Randy sat up. "What is it with you and Halloween?" he asked. "Is it some religious thing?"
She almost laughed. "No, it's not a religious thing," she said, mocking his words. "I just don't like anything about it."
"You're not a Jehovah's Witness, are you?"
She stared at him, naked in the bed they had just shared for the umpteeth time in less than a year and he silently rescinded the question.
"Then, I don't see what the big deal is," he said. "Even if you don't like Halloween, you could come to the party for me."
That was a hard argument to counter.
"I can't," she said honestly. "You go. Have fun. Do...whatever it is you do at these things. And, I'll see you tomorrow."
She slipped into her sneaker loafers, ran her fingers through her hair once, more as a formality than anything else, came back to the bed to deliver a chaste kiss on his cheek, and left. Randy sat naked in bed and watched the empty place in his room where a minute ago his girlfriend had been and shook his head sadly. Then, he got up and got dressed, and carried his mask downstairs.
******
Four of them stood at midnight on the cold, wind-swept street and stared at the darkened, boarded up house partially hidden by trees and brush untended for over a decade.
"That's it," one of them said, as if the rest needed to be told. It was the sight of their annual pilgrimage, their Halloween haj to the town's solitary Mecca of terror.
"Which one of us gets to do it this year?"
It had been Mike's turn the year before, and Paul the year before that, and Tim three years ago. They all patted Randy on the back and urged him to start his walk down the cracked and overgrown cement path that led to the front door of the Porter house.
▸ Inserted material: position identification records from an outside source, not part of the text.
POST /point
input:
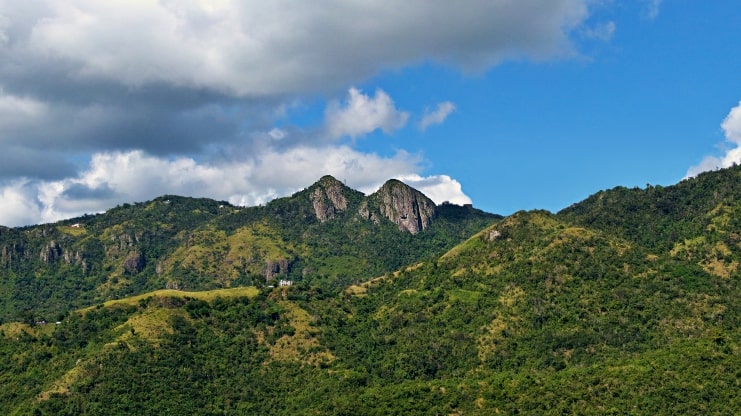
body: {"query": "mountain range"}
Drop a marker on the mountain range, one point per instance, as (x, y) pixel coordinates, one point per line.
(624, 303)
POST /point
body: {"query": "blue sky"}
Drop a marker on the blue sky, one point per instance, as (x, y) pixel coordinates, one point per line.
(506, 104)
Randy held back. The chore was stupid, the challenge non-existent actually for anybody over the age of ten. Walk up to the house and knock on the front door. The way those kids had twelve years before, when Donald Porter had opened the door with his candy and knife, the knife still dripping with the blood of his wife and daughter. But, nobody had lived there since. The most that anyone ever heard at that door was mice scurrying about inside in the dark. Still, Randy hesitated.
"I think that ditzy girlfriend of yours is starting to rub off on you," Mike said. "Pussy-whipped, I can understand, but, geez!"